Remaja itu mengerutkan kening. Mereka melewati jalan belakang, memutari gedung hingga tiba di depan pintu ruang tunggu. Minwoo menunjukkan kartu VVIP yang dibawanya pada salah satu petugas. Ia membiarkan Hyesung dan Minwoo masuk.

"Darimana kartu VVIP itu? Kukira kau mau menonton fashion shownya," tutur Hyesung.

Minwoo menyengir. "Ada deh. Yang pasti, aku mau bertemu dengan designernya dulu."

Hyesung tidak percaya apa yang didengarnya. Minwoo benar-benar menemui designer itu. Ini juga pertama kalinya menghadiri acara seperti ini sampai ia merasa seperti orang bodoh. Diam membatu.

"Yesung-ssi, ini temanku, Hyesung." Minwoo tiba-tiba memperkenalkannya pada sang designer.

"Hai, aku Yesung, designer dari fashion show hari ini," ucapnya.

Hyesung menatap kagum pada sosok dihadapannya. Memakai kacamata dengan kaca kuning, aksesoris, jas dan mantel yang sepadan. Ia menjabat tangan sang designer.

Yesung, sang designer memperhatikan Hyesung dari atas kepala sampai kaki. "Sepertinya kau cocok untuk jadi fitting model. Badanmu proposional."

Minwoo tertawa ketika mendengar komentar fashion designer itu. "Sudah kuduga kau akan berkata demikian."

Namun, Hyesung tidak suka mendengarnya.

"Apa kau mau mencoba menjadi fitting modelku?" tawar Yesung.

Minwoo menatap penuh harap pada Hyesung seketika. "Wow, kau langsung ditawari pekerjaan?!"

Hyesung mendelik tajam ke Minwoo. Dengan halus, Hyesung menolak tawaran itu. 'Maaf, tapi saya tidak bisa."

"Begitu kah? Sayang sekali. Well, sebentar lagi acaranya dimulai. Kalian duduk di kursi depan ya, sudah kuberi nama."

"Terima kasih, Yesung.
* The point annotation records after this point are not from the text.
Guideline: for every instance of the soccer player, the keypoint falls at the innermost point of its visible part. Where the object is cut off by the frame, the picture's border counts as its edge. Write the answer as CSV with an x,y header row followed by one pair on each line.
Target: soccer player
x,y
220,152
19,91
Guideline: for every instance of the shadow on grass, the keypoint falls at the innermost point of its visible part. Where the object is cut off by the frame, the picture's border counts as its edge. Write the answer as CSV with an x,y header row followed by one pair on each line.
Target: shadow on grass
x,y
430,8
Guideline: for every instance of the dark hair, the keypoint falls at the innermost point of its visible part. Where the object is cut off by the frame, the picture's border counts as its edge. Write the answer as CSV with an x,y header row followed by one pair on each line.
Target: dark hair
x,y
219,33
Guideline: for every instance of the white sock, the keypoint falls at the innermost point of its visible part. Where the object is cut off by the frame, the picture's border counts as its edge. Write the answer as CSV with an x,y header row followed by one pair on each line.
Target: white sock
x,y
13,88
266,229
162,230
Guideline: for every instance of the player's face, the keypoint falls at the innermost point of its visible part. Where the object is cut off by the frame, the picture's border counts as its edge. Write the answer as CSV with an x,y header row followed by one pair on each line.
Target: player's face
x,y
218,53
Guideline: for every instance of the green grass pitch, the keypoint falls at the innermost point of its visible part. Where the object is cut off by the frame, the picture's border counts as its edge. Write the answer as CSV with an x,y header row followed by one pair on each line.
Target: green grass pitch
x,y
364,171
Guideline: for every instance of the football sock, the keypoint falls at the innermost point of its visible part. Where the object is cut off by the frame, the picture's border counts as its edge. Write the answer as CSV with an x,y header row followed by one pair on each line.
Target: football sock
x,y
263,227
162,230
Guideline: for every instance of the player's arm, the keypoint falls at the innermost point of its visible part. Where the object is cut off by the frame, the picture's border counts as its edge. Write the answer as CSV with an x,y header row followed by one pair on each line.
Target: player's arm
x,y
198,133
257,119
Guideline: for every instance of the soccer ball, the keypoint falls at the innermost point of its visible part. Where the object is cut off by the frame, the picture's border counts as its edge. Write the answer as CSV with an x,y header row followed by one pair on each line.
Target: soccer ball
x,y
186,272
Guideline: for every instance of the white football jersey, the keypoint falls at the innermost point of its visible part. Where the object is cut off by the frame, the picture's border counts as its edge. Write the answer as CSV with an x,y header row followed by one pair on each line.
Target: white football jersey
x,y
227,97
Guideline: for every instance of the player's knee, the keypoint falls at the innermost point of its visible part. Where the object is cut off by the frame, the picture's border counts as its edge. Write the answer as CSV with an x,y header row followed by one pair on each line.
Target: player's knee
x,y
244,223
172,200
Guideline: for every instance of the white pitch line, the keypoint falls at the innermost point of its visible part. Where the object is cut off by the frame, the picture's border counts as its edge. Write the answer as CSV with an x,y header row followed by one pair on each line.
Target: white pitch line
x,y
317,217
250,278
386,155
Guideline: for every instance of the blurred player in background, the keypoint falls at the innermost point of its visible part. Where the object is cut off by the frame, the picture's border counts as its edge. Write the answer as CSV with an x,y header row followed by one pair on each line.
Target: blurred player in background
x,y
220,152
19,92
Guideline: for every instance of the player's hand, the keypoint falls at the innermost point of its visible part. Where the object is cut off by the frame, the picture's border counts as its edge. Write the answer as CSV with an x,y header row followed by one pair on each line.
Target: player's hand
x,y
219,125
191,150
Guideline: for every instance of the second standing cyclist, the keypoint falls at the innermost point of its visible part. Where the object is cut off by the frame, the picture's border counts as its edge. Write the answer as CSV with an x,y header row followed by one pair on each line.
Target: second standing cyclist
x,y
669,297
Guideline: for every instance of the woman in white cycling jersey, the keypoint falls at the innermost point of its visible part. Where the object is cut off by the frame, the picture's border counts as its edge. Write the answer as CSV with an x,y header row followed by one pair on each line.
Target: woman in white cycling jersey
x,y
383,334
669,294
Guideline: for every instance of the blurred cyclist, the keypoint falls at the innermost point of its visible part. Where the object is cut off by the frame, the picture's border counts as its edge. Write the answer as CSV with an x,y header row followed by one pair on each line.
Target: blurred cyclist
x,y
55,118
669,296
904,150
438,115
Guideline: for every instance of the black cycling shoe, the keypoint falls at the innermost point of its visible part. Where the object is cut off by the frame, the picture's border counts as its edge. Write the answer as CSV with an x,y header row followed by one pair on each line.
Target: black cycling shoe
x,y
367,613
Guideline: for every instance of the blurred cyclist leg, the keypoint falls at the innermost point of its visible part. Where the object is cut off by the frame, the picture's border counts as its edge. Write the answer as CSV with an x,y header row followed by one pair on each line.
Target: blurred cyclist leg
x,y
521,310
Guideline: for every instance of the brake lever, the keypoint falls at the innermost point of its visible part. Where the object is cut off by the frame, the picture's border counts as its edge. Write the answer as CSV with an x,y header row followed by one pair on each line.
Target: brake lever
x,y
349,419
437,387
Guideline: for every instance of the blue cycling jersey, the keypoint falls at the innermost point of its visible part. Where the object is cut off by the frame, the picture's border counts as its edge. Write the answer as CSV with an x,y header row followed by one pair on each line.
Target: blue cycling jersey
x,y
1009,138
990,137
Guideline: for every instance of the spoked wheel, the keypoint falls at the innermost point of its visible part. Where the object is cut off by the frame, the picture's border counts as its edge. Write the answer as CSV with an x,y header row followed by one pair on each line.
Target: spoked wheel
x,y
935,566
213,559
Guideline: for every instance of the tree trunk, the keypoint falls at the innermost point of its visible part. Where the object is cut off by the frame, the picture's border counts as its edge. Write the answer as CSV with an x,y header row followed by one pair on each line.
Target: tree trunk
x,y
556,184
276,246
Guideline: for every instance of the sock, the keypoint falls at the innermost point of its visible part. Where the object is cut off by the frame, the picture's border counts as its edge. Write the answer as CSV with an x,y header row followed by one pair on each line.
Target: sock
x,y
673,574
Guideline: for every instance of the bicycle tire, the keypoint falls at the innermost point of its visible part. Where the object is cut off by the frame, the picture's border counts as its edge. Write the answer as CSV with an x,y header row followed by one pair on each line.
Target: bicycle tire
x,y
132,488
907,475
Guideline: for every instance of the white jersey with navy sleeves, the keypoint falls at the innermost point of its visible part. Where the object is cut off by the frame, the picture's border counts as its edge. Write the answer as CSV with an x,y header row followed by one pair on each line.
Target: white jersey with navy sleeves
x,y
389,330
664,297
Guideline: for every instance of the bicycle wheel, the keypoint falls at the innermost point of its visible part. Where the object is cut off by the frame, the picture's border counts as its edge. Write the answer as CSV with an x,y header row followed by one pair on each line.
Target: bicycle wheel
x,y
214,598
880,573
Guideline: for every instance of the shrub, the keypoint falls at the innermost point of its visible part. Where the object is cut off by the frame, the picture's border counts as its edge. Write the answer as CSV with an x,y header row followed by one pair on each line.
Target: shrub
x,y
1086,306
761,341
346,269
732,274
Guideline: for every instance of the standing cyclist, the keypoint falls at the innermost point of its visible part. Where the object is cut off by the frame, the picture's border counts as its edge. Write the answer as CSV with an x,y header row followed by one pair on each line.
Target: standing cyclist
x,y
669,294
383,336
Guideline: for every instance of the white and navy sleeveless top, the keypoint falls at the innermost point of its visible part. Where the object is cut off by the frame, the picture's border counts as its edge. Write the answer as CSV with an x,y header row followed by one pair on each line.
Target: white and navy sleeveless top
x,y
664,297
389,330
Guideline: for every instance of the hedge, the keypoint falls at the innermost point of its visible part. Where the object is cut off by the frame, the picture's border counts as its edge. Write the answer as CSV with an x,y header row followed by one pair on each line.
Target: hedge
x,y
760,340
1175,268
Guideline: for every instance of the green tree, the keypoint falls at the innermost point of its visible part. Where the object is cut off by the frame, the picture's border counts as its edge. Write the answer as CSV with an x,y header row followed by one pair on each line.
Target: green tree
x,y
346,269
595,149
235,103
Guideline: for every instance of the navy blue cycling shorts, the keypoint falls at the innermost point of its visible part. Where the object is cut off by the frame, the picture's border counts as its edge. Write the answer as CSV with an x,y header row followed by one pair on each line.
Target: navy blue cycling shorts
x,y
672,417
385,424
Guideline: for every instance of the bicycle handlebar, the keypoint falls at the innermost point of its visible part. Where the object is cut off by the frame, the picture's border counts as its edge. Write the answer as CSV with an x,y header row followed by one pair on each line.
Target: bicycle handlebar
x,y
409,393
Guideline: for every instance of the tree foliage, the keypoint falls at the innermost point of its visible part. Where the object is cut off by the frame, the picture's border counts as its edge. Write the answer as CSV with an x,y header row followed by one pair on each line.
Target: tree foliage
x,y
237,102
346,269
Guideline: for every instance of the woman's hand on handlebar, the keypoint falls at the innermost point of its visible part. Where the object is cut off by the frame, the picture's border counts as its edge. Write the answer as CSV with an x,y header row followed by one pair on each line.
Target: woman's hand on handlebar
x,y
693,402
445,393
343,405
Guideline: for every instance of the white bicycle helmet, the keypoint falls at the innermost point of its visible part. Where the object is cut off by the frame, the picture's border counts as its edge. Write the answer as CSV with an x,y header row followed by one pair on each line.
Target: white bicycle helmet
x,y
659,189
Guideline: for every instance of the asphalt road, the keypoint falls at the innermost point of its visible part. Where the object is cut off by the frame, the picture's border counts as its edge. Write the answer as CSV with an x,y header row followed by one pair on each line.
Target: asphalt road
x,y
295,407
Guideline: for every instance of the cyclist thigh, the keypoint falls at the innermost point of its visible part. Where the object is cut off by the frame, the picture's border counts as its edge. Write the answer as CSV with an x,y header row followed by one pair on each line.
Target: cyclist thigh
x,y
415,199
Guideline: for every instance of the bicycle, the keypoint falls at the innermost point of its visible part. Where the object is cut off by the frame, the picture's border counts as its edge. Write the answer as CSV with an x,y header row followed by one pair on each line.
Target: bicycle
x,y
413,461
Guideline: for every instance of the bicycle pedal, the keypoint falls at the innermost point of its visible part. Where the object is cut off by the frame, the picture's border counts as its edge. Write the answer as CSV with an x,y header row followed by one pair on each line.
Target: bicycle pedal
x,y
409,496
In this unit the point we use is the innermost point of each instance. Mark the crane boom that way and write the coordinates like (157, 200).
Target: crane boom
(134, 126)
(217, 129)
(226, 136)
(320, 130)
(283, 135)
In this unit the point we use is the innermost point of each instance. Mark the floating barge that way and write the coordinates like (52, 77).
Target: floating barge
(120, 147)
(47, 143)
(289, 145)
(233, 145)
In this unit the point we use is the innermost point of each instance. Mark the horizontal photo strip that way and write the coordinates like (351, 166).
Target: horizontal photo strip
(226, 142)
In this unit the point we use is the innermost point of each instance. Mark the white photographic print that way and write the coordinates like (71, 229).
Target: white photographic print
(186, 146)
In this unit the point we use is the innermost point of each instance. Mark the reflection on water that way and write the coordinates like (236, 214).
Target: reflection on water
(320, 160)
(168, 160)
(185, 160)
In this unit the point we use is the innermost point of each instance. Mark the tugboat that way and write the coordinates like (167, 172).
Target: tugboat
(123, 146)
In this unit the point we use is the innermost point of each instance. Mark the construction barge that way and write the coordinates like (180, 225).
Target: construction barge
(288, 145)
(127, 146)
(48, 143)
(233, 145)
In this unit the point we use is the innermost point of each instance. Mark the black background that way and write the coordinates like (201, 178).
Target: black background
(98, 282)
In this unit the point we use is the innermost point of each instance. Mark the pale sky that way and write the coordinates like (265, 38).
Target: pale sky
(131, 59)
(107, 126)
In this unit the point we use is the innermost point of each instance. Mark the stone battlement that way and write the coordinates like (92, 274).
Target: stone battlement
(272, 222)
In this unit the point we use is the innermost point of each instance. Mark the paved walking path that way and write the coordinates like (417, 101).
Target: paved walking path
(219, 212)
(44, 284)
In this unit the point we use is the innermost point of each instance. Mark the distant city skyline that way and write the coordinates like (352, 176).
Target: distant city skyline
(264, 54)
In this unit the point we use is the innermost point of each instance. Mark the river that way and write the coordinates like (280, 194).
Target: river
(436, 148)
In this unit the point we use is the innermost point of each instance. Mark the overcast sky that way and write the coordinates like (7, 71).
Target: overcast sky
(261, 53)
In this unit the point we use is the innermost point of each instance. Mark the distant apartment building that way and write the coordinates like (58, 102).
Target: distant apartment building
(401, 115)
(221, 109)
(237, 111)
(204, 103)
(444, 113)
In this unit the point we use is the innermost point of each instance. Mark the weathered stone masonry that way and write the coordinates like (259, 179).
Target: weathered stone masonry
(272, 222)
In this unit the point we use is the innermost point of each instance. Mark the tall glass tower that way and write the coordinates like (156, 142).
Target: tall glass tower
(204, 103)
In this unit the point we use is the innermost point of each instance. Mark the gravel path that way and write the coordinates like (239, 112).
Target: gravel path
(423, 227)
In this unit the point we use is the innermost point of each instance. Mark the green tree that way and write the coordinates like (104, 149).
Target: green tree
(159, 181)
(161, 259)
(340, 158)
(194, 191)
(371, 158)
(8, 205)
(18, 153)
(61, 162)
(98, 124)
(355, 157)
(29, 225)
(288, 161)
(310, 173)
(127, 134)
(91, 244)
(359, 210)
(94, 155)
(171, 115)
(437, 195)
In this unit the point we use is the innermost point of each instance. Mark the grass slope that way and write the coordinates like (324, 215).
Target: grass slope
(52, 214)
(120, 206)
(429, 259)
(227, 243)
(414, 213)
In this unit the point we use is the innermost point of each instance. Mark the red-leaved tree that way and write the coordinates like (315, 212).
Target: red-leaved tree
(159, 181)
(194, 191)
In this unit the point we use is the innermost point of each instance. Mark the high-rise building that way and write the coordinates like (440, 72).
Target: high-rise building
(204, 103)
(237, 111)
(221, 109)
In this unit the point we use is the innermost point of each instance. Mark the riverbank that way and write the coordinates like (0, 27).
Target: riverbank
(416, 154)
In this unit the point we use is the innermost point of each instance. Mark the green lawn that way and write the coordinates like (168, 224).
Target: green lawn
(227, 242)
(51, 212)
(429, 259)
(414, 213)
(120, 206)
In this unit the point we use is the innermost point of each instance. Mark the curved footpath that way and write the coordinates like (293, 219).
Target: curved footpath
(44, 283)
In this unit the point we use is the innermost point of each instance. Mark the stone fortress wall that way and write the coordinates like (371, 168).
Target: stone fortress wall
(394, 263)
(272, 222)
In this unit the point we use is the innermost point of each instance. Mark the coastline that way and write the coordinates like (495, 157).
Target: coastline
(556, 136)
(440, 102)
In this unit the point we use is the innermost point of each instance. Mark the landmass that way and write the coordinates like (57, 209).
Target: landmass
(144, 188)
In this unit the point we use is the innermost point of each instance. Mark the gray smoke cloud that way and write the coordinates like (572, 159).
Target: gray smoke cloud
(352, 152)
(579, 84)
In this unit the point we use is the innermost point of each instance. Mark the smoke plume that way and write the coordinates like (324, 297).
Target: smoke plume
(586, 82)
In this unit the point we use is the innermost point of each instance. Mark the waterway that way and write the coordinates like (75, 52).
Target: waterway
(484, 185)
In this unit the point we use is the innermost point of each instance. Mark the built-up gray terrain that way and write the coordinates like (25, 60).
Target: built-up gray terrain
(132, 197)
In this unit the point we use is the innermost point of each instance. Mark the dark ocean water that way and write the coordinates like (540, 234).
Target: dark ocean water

Usai acara, kita bicara lagi."

Yesung melambai. "Tentu. Datang saja ke ruang tunggu."

-o-

Hyesung bukanlah orang yang suka fashion seperti Minwoo, namun harus ia akui ia cukup menikmati event ini. Ia tidak tertidur seperti dulu. Minwoo juga sesekali mengajaknya bicara sehingga ia tidak terlalu bosan.

Sesuai janji, Minwoo kembali mengunjugi Yesung. Kali ini, mereka bicara panjang lebar yang tidak dimengerti Hyesung. Remaja itu hanya bermain dengan ponselnya sementara keduanya berbincang-bincang.

"sung—Hyesung!"

Remaja itu terkesiap mendengar namanya disebut. "Ya?"

"Aku dan Yesung mau makan malam. Kau ikut, ya. Sekalian nanti kuantar pulang."

Hyesung mengerutkan kening. "Hyung serius? Cuma makan malam, kan?"

"Iya, cuma makan malam." Yesung meyakinkan. "Tenang, kami tidak minum, Hyesung," Minwoo menambahkan.

Dengan pasrah, Hyesung mengikuti keduanya makan malam.